In 1929, an average 80% of Americans attended movie theaters each week. Today that figure is less than 6%, and there are only one-third as many theater sites. (More screens, though, due to multiplexing.) Epstein goes on to also reveal that the major studios lose money on most pictures, and not because of accounting legerdemain. They spend more on production ($65 million average), advertising ($3.7 million/picture average on newspapers alone, $19.2 million average total - including TV), and distribution than their net revenues; similarly, theater chains also lose money on showing films. No, the studios and theaters don't make it up on volume - the studios' main income is from DVDs, pay-for-view TV, toys, fast food tie-ins, and electronic games, and the theaters' profits come from the concession stand (80% margins). The secret to studio success - couch potatoes, not movie-goers, and to theater success - add more salt to the popcorn and boost soda sales! (Theaters should get a cut from cardiologists?)
Epstein's "The Hollywood Economist" reveals a number of key movie-industry details, such as stadium seating (eliminates most blocked views) increased attendance 30-52% when introduced, the business is seasonal (500 million of 2007's 1.4 billion tickets were sold in the summer season, and another 230 million in the Thanksgiving - New Year holiday season), Schwarzenegger's contract for "Terminator 3" was 33 pages long and gave him a $29.25 million guarantee + 20% of DVD, TV, game, etc. sales after reaching break-even, financing for star-studded movies requires insurance (guard against injuries, walkouts, etc.), etc.
Ever wonder why most theaters are now 299 seats or less? Epstein tells us - the ADA requires wheelchair access to all rows if the number of seats exceeds 299. Wonder why there's so few 'NC-17' rated (children not allowed) movies? Epstein reveals that NC-17 is considered the 'kiss of death' because TV won't accept advertisements for the film, beverage, toy, and fast-food enterprises won't participate, and Wal-Mart (accounts for about 40% of U.S. DVD sales) limits its participation when NC-17 is involved. Conversely, an 'R' rating allows children to attend (with an adult), though again nudity is verboten for the same previously mentioned participants. However, if the R rating comes from violence (attracts youth), it's accepted as 'All-American' and probably a guaranteed money-maker.

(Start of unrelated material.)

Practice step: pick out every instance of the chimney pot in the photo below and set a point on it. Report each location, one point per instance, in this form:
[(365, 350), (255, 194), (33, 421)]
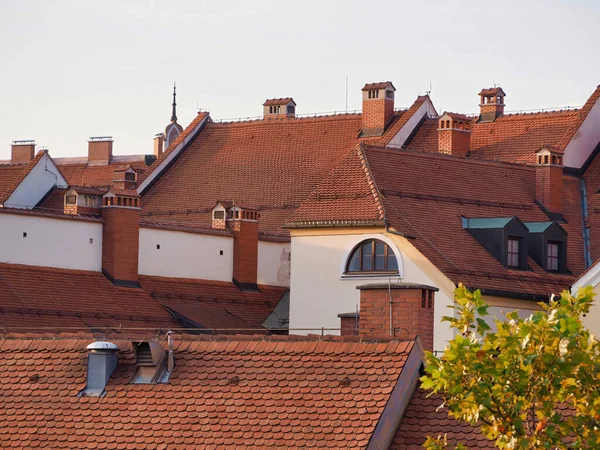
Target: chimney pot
[(377, 107), (100, 150), (22, 152), (409, 306)]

Major studios avoid simultaneously competing in the same demographic categories by using a service that reports the relative potential draw of various new movies appealing to the same category of viewers if offered at the same time. The 'Holy Grail,' of course, is one that appeals to all (eg. "Titanic"). Next best are movies that visually appeal to children and teenagers - they're easy to target with TV ads, consume large quantities of popcorn and soda, and studios can hope for good DVD, pay-for-TV, game, TV, and toy revenues, possibly even sequels (Terminator 87?). (Hint for budding producers: Car crashes outrank name stars for most teens.)

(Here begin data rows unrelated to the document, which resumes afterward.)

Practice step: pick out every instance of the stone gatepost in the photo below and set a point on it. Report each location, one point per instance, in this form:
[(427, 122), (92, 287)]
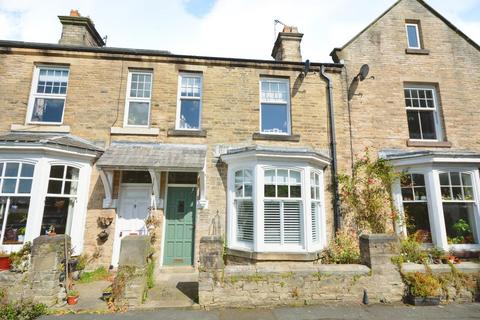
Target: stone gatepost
[(211, 265), (48, 253), (130, 284), (211, 253), (376, 251)]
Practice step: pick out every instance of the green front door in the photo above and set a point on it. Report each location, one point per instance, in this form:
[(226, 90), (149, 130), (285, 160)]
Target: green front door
[(180, 226)]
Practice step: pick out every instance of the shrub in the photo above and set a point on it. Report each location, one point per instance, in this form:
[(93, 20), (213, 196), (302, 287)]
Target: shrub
[(22, 310), (411, 251), (344, 249), (366, 195), (422, 284)]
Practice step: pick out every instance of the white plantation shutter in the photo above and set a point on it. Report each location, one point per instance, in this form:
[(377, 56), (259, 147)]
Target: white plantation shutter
[(244, 220), (315, 221), (272, 222), (292, 222)]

Multiplexes began in a nondescript Kansas City shopping center in 1963 when one enterprising owner divided his large screen into two smaller ones. Sharing overheads among multiple screens lowers cost/viewer and increases profits. The added distribution costs may push the industry into digital distribution and viewing. Meanwhile, theaters 'mine' their old films for silver and added profits, and wonder how to deal with the "Hollywood Death Spiral." (DVDs, with increasingly attractive added features deter some from theater viewing - the more this occurs, the quicker the DVDs are released to meet studio quarterly profit goals, the more stop going to theaters, etc.)

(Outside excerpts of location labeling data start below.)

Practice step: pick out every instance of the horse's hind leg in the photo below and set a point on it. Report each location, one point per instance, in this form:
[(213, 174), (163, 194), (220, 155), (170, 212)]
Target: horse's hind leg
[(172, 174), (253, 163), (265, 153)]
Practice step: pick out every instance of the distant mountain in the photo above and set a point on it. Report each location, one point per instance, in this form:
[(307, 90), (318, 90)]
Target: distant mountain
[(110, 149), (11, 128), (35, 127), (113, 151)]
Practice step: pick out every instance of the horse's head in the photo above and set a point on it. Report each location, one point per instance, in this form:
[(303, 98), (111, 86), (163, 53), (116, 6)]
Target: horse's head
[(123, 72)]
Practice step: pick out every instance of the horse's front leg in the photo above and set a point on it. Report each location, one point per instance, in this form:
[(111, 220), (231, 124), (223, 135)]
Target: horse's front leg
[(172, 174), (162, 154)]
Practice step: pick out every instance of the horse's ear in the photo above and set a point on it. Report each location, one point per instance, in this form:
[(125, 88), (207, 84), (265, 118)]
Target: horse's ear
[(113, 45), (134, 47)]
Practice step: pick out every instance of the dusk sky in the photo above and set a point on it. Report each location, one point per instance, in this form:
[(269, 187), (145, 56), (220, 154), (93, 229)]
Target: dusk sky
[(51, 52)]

Meanwhile, Netflix and vending operators are increasing DVD market share while lowering returns for Blockbuster, Wal-Mart, etc., bankrupting Hollywood Video, and putting Blockbuster Video on the edge. Netflix's current surge, however, is tenuous - built on a digital licensing agreement via Starz that expires in 2012 and won't be renewed without a steep increase (per Disney). HBO may take over, but at what price? Stay tuned -
Bottom-Line: "The Hollywood Economist" comes close to serving as background for a Harvard Business School case - except Epstein doesn't explain how the industry manages to profit from Oscar-winners with real acting and plots. The book also fails to clearly explain potential future strategies to combat increased pirated downloads and disc sales (1.5 billion in 2009) from China alone; South Korean DVD sales fell from $1.3 billion in 2006 to $80 million in two years due to Internet-enabled piracy. Readers should also be warned that Epstein's book is largely a repackaging of his earlier "The Big Picture" and prior "Slate" columns. So if you haven't read Epstein's prior work, "The Hollywood Economist" is a good overview.